On sait qu’il est d’usage que le bailleur demande plus que ce qu’il peut espérer obtenir en cas de saisine du juge des loyers.

En effet, le juge doit suivre les dispositions des articles L. 145-33 et L 145-34 du code de commerce ce qui rend le déplafonnement difficile à obtenir.

Mais cela impose aussi au preneur précautionneux de « provisionner » l’éventuelle augmentation afin de pouvoir procéder au paiement du nouveau loyer à la date d’effet de celui-ci.

(Il est en effet rappelé que pendant la procédure de fixation judiciaire de la valeur locative l'ancien loyer continue de s'appliquer.)

A défaut, il peut se trouver devant d'importantes difficultés  pour payer le loyer dû et les rappels à compter de la date d’effet de la demande du bailleur.

La réunion des conditions strictes permettant au bailleur d’obtenir un déplafonnement du loyer est souvent très difficile.
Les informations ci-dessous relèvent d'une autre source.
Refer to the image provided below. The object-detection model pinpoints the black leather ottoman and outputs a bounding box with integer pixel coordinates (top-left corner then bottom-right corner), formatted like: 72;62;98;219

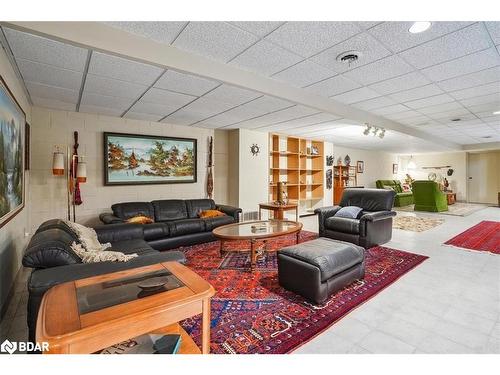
278;237;365;304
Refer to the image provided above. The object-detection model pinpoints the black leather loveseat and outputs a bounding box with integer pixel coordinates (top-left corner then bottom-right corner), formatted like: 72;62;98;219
99;199;241;250
23;219;186;341
314;188;396;249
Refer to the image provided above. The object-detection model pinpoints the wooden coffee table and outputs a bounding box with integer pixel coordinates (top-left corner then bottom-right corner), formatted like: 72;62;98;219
212;220;302;271
36;262;215;354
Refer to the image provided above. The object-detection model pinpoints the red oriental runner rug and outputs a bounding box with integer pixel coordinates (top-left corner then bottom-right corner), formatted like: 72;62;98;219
445;221;500;254
181;231;427;354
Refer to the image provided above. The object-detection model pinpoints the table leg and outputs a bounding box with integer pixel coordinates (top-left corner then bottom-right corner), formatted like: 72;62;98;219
201;298;210;354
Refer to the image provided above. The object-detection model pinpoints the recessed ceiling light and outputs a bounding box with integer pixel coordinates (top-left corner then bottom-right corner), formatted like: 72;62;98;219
408;21;431;34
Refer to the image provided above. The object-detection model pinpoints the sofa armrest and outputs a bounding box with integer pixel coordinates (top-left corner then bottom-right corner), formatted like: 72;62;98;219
99;213;125;224
314;206;342;236
216;204;242;222
94;223;144;243
359;211;396;221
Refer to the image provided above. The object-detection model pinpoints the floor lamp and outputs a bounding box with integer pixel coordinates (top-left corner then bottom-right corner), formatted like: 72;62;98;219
52;147;87;222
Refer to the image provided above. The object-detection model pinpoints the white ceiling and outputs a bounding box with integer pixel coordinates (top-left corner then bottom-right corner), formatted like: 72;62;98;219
0;22;500;150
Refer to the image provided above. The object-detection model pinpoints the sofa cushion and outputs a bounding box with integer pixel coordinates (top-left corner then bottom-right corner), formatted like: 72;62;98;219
151;199;188;221
278;237;365;282
167;219;205;237
186;199;216;219
202;215;235;232
325;216;359;234
111;202;154;220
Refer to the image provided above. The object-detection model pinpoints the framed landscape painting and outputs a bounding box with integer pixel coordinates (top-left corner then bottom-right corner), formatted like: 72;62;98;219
104;133;196;185
0;77;26;227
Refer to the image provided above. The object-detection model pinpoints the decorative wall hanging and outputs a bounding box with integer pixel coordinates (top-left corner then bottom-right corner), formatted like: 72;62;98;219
104;133;197;185
0;76;26;227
Il lui faut démontrer « une modification notable des éléments, autres que les prix du marché, mentionnés à l’article L. 145-33 du code de commerce : caractéristiques du local considéré, destination des lieux, obligations respectives des parties et facteurs locaux de commercialité ». C’est dire que pour les baux ordinaires de durée standard de neuf années, il est plus que rare que le déplafonnement soit obtenu avant le deuxième ou le troisième renouvellement.
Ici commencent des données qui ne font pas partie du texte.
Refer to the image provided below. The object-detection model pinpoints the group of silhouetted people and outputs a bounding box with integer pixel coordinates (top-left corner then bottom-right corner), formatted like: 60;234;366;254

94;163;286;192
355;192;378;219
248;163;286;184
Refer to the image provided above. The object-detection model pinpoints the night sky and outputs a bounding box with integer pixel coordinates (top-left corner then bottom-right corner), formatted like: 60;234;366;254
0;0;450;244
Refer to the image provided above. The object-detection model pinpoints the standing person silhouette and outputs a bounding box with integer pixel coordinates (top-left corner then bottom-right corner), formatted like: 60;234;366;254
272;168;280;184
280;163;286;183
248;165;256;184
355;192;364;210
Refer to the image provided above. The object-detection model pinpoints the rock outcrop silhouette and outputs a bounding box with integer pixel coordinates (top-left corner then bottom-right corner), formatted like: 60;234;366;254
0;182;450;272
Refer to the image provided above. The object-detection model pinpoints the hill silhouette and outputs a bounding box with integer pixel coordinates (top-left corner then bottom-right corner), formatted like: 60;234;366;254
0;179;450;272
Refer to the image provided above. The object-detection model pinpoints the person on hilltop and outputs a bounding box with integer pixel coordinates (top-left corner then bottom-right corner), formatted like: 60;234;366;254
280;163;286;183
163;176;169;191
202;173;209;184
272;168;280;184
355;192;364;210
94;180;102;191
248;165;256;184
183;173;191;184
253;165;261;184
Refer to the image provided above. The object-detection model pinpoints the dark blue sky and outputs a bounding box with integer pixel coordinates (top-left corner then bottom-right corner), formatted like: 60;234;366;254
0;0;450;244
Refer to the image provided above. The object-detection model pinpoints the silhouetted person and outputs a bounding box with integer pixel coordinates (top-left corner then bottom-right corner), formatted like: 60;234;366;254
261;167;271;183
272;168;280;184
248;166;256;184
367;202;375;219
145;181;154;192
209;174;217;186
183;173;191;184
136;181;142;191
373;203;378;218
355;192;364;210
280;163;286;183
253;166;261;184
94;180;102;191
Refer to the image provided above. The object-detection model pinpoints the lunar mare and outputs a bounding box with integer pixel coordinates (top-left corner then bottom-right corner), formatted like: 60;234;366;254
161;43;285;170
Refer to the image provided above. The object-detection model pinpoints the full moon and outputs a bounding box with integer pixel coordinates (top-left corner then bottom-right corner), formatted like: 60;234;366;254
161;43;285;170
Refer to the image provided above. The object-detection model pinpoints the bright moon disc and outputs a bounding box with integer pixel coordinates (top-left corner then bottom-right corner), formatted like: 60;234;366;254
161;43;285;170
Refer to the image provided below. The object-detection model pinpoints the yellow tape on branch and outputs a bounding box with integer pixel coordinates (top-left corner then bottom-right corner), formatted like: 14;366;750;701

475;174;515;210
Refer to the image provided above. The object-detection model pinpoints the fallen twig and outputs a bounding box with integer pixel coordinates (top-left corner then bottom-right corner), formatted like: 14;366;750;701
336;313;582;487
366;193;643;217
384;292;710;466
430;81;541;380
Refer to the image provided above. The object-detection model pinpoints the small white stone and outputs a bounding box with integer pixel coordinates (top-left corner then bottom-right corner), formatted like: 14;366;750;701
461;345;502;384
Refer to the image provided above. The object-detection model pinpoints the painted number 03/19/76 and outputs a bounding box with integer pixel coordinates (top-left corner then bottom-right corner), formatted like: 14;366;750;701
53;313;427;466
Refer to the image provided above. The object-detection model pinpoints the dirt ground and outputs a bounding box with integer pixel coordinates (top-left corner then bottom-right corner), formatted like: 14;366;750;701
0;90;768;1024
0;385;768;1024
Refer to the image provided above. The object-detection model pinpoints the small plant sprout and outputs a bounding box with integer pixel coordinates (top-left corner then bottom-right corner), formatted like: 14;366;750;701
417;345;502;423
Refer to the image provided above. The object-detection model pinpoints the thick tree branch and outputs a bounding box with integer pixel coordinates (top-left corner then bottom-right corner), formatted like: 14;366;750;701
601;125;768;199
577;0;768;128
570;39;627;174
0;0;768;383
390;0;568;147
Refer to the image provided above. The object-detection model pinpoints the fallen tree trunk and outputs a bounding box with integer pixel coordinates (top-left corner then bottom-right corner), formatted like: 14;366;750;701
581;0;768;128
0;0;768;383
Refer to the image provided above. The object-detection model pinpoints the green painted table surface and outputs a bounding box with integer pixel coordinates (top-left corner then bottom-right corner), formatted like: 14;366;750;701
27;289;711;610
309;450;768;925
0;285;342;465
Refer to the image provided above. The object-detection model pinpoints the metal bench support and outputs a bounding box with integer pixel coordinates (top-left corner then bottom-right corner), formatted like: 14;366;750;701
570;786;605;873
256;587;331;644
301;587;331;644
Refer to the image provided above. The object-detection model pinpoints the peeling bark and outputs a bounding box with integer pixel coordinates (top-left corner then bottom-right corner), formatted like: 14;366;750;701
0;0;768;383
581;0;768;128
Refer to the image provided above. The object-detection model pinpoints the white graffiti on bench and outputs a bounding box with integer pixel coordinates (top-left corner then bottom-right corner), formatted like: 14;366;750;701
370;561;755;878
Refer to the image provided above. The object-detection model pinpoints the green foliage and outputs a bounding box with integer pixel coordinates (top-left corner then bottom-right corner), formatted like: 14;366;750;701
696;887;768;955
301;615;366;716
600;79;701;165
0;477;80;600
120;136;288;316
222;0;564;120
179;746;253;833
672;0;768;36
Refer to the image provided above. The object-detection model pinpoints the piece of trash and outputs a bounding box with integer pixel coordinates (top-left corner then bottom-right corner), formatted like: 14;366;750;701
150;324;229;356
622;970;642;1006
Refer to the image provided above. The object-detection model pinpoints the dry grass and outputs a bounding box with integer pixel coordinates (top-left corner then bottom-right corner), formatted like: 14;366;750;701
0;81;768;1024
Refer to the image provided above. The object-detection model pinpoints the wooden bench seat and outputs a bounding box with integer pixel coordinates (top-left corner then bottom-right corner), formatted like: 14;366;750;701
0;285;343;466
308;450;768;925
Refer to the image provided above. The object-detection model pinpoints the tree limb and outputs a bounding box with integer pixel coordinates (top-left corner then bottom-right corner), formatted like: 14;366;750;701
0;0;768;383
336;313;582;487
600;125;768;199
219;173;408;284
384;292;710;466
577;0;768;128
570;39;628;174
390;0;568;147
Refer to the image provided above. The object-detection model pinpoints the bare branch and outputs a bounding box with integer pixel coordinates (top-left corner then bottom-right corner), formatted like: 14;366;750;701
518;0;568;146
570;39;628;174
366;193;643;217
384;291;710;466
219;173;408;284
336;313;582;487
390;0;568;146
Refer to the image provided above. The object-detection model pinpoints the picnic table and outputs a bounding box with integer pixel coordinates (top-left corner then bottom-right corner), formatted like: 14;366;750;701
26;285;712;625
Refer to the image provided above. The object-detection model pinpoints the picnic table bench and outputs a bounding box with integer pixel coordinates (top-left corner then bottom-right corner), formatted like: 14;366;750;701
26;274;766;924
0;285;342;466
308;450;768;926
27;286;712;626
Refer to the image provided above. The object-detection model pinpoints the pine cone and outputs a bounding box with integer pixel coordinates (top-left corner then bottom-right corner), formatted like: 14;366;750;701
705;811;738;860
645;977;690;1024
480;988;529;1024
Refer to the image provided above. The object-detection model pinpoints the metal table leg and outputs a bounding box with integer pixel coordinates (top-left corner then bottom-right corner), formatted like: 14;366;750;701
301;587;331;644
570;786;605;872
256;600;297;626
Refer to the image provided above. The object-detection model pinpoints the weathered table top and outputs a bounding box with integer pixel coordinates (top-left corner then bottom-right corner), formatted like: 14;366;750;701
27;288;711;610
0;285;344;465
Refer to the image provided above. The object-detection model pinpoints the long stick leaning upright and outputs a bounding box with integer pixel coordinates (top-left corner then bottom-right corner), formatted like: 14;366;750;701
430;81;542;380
Plus important et comme cela fut sans doute le cas en l’espèce, les parties au bail confondent encore « la tacite prolongation du bail » avec « la tacite reconduction du bail ».

La jurisprudence constante de la Cour de cassation précise que le bail «échu » se poursuit et n’est pas « reconduit » sous la forme d’un bail à durée indéterminée.

Le preneur doit avoir à l’esprit que le bail est un contrat à durée déterminée et qu’il ne prend pas fin à son échéance si rien n’est fait. Seuls le congé ou la demande de renouvellement mettent fin au bail.

L'inattention du preneur (ou la malice du bailleur) qui laisse de poursuivre pour une durée de 3 ans son bail initial de 9 ans s'expose à une double sanctions redoutables.
 

D’abord, son loyer est déplafonné de plein droit.

Ensuite, la non-application du plafonnement du loyer déplafonné s’impose, comme le confirme cette décision du Tribunal de Grande Instance.

L’écriture du jugement est d'une grande justesse, comme souvent pour les décisions du juge des loyers parisien.

Sa confirmation ou son infirmation par la Cour d'appel sera des plus intéressante à suivre de toute évidence.

En se projetant sur les options de la Cour d'appel.

Deux voies antinomiques sont ouvertes.

La première consisterait dans la confirmation de l’attendu du tribunal, qui souligne que le dernier alinéa de l’article en cause prévoit clairement les cas dans lesquels le lissage du déplafonnement est possible.

La seconde serait d’infirmer le jugement en relevant l'omission du législatif et rétablir une sorte d'équilibre par une lecture implicite visant à inclure ce cas de déplafonnement.

Cependant, dans ce dernier cas on sait que la Cour de cassation se montre peu propice à rectifier les erreurs d'une loi qui reste de la compétence du législateur.

Décidemment, la loi du 18 juin 2014, qui a amené tant de critiques tant sur ses erreurs de plûmes que sur sa piètre qualité juridique n'a pas fini d'alimenter de nombreux commentaires.